A two-decade research project headed by a UW-Madison professor has shown that minor modifications to the landscape can dramatically improve the chances of plants in increasingly rare and fragmented ecosystems.
Using narrow corridors to connect small patches of restored savanna at an experimental site at the U.S. Department of Energy’s Savannah River Site in South Carolina, researchers found an annual increase in the number of plant species.
Habitat loss and fragmentation is the number one cause of extinction, said Ellen Damschen, a professor of biology at UW-Madison and lead author of the paper, which was published this week in the journal Science.
Hundreds of species depend on prairies and savannas, dry, grassy habitats that once covered much of North America but have largely vanished since the arrival of European settlers.
“There used to be a lot of it, and now there’s not much,” said Matt Zine, conservation biologist and statewide habitat management specialist for the Wisconsin Department of Natural Resources.
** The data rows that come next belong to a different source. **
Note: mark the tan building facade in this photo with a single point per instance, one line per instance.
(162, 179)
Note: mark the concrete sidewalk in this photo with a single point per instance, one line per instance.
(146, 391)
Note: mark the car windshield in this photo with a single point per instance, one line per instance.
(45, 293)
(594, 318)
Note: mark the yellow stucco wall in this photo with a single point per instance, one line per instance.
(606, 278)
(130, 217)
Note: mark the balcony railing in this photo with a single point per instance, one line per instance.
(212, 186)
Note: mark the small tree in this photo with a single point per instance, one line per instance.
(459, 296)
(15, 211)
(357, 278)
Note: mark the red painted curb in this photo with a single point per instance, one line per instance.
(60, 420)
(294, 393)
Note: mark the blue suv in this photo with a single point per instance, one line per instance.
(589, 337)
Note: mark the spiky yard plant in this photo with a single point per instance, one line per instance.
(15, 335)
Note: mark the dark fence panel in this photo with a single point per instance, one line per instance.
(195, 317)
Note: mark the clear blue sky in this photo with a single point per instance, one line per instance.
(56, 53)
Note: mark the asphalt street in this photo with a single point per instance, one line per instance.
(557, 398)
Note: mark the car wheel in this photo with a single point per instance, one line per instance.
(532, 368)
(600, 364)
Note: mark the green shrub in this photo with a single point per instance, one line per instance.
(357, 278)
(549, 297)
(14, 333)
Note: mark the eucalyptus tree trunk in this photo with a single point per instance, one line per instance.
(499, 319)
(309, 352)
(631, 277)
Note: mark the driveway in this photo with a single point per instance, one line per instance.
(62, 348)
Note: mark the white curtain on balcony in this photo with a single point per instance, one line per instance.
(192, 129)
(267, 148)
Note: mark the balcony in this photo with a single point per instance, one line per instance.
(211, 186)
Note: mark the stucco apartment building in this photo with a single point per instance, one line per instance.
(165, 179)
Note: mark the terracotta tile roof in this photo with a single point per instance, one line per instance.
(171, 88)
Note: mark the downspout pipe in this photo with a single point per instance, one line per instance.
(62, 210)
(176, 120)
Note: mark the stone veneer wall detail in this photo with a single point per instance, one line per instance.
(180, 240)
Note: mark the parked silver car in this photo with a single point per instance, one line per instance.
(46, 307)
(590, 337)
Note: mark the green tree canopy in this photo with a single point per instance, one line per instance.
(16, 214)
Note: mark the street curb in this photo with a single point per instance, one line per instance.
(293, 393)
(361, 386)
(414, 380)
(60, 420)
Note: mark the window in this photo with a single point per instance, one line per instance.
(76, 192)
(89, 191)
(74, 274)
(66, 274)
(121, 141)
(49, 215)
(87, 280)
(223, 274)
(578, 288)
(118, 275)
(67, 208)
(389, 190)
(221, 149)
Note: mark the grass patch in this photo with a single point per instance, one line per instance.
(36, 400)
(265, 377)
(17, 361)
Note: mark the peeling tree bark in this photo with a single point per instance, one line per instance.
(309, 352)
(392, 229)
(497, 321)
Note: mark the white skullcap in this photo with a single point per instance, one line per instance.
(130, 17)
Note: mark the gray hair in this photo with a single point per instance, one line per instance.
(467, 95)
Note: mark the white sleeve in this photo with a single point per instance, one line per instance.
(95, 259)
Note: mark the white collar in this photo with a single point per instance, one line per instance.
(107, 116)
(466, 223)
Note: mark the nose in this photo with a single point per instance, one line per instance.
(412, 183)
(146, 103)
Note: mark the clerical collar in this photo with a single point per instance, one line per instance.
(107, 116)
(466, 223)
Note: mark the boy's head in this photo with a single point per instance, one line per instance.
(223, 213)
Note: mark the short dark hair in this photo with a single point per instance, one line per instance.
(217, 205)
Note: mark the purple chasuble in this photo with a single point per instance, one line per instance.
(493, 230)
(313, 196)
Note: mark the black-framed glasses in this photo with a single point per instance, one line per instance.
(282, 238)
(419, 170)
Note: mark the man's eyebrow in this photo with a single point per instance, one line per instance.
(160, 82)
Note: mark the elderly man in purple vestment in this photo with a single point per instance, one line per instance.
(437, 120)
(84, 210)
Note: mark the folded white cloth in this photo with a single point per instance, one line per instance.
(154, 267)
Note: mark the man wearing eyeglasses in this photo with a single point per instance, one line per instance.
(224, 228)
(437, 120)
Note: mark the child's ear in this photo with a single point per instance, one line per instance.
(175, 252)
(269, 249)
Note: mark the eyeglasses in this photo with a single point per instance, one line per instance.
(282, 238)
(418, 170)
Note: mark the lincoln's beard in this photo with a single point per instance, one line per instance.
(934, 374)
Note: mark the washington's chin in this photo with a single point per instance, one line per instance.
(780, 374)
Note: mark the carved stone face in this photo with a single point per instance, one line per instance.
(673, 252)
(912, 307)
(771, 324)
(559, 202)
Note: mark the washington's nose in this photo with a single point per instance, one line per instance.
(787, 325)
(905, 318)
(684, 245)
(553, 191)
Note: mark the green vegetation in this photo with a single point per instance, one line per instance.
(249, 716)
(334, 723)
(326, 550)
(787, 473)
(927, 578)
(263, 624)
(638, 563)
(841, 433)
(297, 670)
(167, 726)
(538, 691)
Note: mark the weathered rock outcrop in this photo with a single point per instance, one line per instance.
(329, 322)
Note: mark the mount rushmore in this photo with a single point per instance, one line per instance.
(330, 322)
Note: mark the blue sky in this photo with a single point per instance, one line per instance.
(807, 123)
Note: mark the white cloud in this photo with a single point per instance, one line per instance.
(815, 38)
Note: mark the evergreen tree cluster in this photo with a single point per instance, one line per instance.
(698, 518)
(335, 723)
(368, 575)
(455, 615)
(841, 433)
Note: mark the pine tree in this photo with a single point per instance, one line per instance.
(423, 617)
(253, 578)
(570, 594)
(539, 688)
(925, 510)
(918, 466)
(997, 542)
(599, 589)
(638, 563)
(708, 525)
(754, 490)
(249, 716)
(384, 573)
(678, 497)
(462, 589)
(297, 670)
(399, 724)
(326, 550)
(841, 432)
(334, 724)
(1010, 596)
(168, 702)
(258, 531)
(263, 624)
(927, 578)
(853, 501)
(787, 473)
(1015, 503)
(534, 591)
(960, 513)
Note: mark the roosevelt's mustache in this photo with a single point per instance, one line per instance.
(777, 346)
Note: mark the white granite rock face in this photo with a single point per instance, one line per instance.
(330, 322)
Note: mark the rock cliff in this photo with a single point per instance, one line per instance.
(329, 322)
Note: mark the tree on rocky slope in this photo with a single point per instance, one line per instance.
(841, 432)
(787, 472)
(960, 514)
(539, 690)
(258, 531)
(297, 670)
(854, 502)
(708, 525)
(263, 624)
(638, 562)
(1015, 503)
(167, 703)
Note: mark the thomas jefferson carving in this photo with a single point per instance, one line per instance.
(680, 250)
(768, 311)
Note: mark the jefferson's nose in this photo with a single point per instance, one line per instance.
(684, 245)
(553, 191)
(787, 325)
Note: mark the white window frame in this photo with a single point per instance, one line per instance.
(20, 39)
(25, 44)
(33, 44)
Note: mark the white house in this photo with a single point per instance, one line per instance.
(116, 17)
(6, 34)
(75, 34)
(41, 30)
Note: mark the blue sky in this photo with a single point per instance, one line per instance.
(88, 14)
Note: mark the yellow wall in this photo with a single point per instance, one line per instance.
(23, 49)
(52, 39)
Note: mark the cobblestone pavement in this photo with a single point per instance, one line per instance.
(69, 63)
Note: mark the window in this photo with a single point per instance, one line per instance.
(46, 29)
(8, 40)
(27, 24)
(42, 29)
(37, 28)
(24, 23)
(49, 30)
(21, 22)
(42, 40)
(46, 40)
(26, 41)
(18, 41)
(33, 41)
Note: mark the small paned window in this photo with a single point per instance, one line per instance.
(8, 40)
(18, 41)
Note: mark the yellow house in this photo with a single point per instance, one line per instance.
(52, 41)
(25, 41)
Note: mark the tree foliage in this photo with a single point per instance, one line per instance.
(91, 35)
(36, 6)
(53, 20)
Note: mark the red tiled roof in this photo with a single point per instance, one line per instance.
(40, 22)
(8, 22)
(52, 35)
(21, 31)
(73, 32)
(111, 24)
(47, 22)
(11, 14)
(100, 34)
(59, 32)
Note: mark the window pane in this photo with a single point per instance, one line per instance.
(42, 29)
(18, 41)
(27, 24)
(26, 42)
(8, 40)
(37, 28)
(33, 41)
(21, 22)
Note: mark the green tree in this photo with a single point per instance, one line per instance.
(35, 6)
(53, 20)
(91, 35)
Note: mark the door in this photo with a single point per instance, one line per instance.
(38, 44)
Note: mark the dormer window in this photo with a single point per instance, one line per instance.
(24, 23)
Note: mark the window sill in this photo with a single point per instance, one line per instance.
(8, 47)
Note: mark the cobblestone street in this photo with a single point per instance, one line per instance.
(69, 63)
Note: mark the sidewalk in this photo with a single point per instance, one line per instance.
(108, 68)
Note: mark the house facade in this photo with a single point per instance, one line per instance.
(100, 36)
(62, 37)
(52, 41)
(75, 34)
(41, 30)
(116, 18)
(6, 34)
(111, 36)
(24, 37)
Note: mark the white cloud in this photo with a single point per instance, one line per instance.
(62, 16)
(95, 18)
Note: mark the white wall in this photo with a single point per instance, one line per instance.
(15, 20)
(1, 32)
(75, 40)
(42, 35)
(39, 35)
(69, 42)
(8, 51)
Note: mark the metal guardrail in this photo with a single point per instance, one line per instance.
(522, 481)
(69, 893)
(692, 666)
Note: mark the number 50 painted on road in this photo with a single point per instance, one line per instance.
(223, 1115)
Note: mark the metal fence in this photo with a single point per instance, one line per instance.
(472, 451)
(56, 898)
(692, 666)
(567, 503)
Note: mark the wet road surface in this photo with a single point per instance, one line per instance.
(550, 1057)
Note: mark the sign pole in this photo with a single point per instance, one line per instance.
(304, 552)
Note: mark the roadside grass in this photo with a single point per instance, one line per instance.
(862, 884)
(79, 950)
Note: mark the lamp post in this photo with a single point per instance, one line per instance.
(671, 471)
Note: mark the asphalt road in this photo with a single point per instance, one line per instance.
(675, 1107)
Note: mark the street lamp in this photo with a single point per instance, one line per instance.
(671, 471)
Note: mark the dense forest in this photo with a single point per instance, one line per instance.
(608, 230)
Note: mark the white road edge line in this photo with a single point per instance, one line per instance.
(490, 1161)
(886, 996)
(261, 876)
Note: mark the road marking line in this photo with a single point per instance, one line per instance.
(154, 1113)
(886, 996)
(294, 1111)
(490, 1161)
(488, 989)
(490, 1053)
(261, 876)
Zine estimates less than 1% of Wisconsin’s prairie and savanna land remains intact. And much of what’s left is in isolated patches separated by farmland, development or forests that take over in the absence of regular fires.
That has consequences for plants and animals alike. Damschen points to a recent study that found the U.S. has about 3 billion fewer birds than it did in 1970. Grassland birds have been hit the hardest, losing about half their population.
Damschen said her team was surprised to discover that when savanna fragments were connected, the number of new species increased 5% each year and never plateaued. The number of species that disappeared each year was 2% less than in unconnected fragments.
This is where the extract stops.